Más evidente que nunca. Contorsiones de la voz y antojos vocales.

martes, 5 de octubre de 2010

Un estado mexicano / un estado de amor



Estoy pensando que hace un año atrás un día como hoy recibí, recién impreso, mi libro "La perla suelta". Luego Pablo Paredes pasó por mi casa a las 2 am y nos fuimos al Aeropuerto a tomar el avión hacia México. Nos llevaron mis papás en auto. La ciudad de Santiago de Chile estaba fría y las luces pasaban por la vereda, las luces, conversaciones, las luces. Tengo un recuerdo muy nítido del cruce de la Alameda con la calle General Velásquez. Así como también siento aún ese frío o mucho antes en mi casa una de las últimas conversaciones con Felipe, una botella de champán, mi mano tratando de llegar a su mano, la partida rotunda.
El aeropuerto estaba vacío. Al rato llegó Diego Ramírez y así fue como nos volvimos inseparables. Los poetas tenemos ese no sé qué de cabros huachos buscando amor. Nos amamos y organizamos de inmediato. Pablo fue nuestro representante. Diego la ternura. Yo ¿qué fui yo? Aún no lo sé. Nos subimos al avión. Compartimos secretos en el aire, tantos secretos. Hablamos durante horas. Las azafatas nos preguntaban si éramos estrellas de rock. Nosotros reíamos y seguíamos hablando como si nunca nos hubiésemos hablado, como si no fuéramos a hablar nunca más.
Cuando llegamos a México, comenzó el estado de amor. Nos esperaban ahí chicos de la comitiva, Jocelyn Pantoja nos llevó en su auto: el DF se abrió gigante. Llegamos a la casa de Héctor. Lloré cuando lo vi abrir la puerta. Nos abrazamos, me mostró su cuarto, su biblioteca y los libros, la terraza, todo era tan hermoso. Yaxkin y los chicos conversaban en el living, nadie podía creer que todo estaba recién comenzando. Parecía literatura que en un mismo lugar estuviéramos con María Eugenia López, Roxana Crisólogo, Javier Norambuena, Benjamín Morales, tantos más, tantos que llegarían, que ya se escuchaban venir. Y quedaban dos semanas.

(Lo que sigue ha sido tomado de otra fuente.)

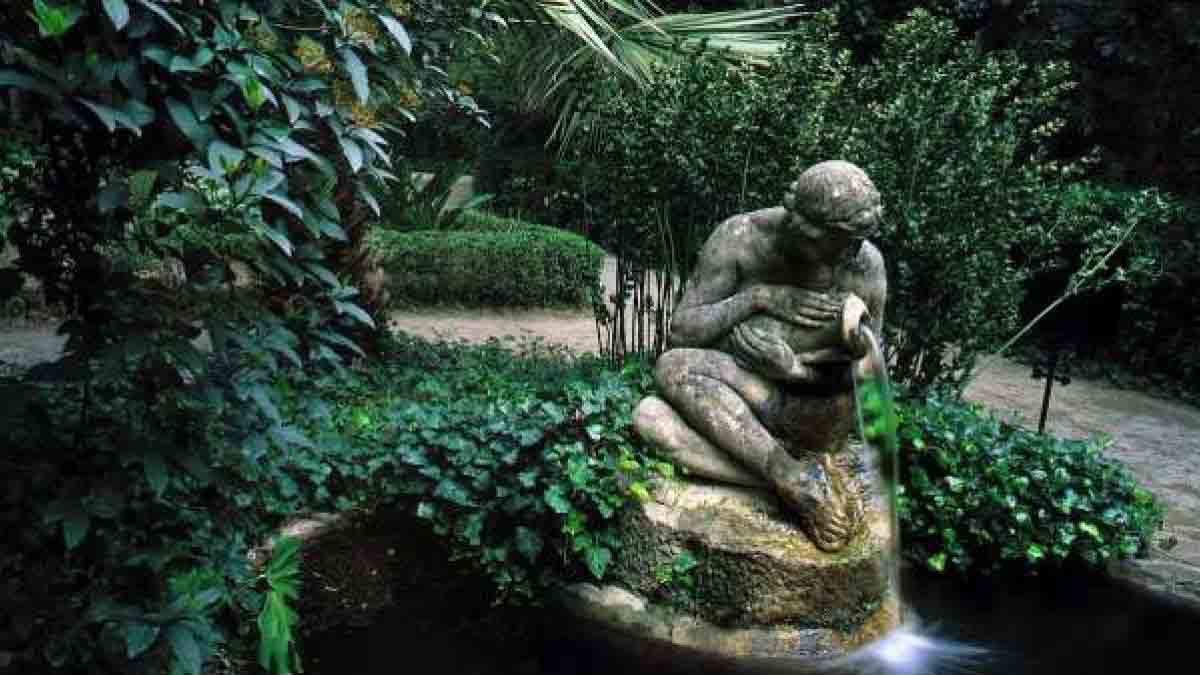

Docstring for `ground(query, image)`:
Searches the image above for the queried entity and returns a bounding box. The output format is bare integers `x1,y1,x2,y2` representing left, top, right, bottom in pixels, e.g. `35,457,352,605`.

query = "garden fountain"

Dos semanas aún.
Un atardecer en ciudad de México puede cambiar el curso de los acontecimientos, lo mismo una noche, o una madrugada en la que comienza una lluvia furiosa y dos personas corren a esconderse a una ducha en una hostal, mientras el día anterior otras dos personas se miraban de reojos en el único ascensor de la misma hostal de la ducha y se despedían mordiéndose la boca en el pasillo. Un pasillo a oscuras en el que se prendía y apagaba la luz según las presencias, según pasara alguien por ahí. Nada puede seguir igual, nada. Menos con esa bullanga preciosa en cada rincón del DF: tanto era el ruido que cuando regresé a Santiago de Chile no soportaba el silencio.
Nada puede seguir igual después de todas esas fiestas, del arrebato de las calles del Zócalo, de Héctor diciendo: una vez aquí, te das cuenta de que puedes vivir en cualquier lugar, de Pablo L. recitando sus poemas de flores y luego posando para unas fotos con Daniel S. frente a una Iglesia, el vestido celeste de Karen Plata, la cabellera preciosa de Mara, los ojos de Alex Piperno, el perfil de Horacio, la risa de Norys, Euge preciosa recibiendo un ramo de rosas en una disco al amanecer, el silencio cálidamente majestuoso de Ben Clark, los abrazos de Benji, una dedicatoria de Kin, las conversaciones por las calles, el carrito que nos llevó a Pablo P. y Diego hacia la Condesa...
Imágenes, textos, tensiones, distorsiones. Aunque hubiera una sola voz que cuando hablaba o cantaba lo enmudecía todo. Incluso a las bocinas de los autos, el rumor de la próxima fiesta de la muerte. Incluso al llorar frente al Museo. Incluso cuando nos despedimos esa madrugada y me dijo: pronto nos veremos. Incluso esas palabras, su silueta en esa calle, el corte de su traje que durante los últimos días abracé tanto; incluso todo lo que vino después.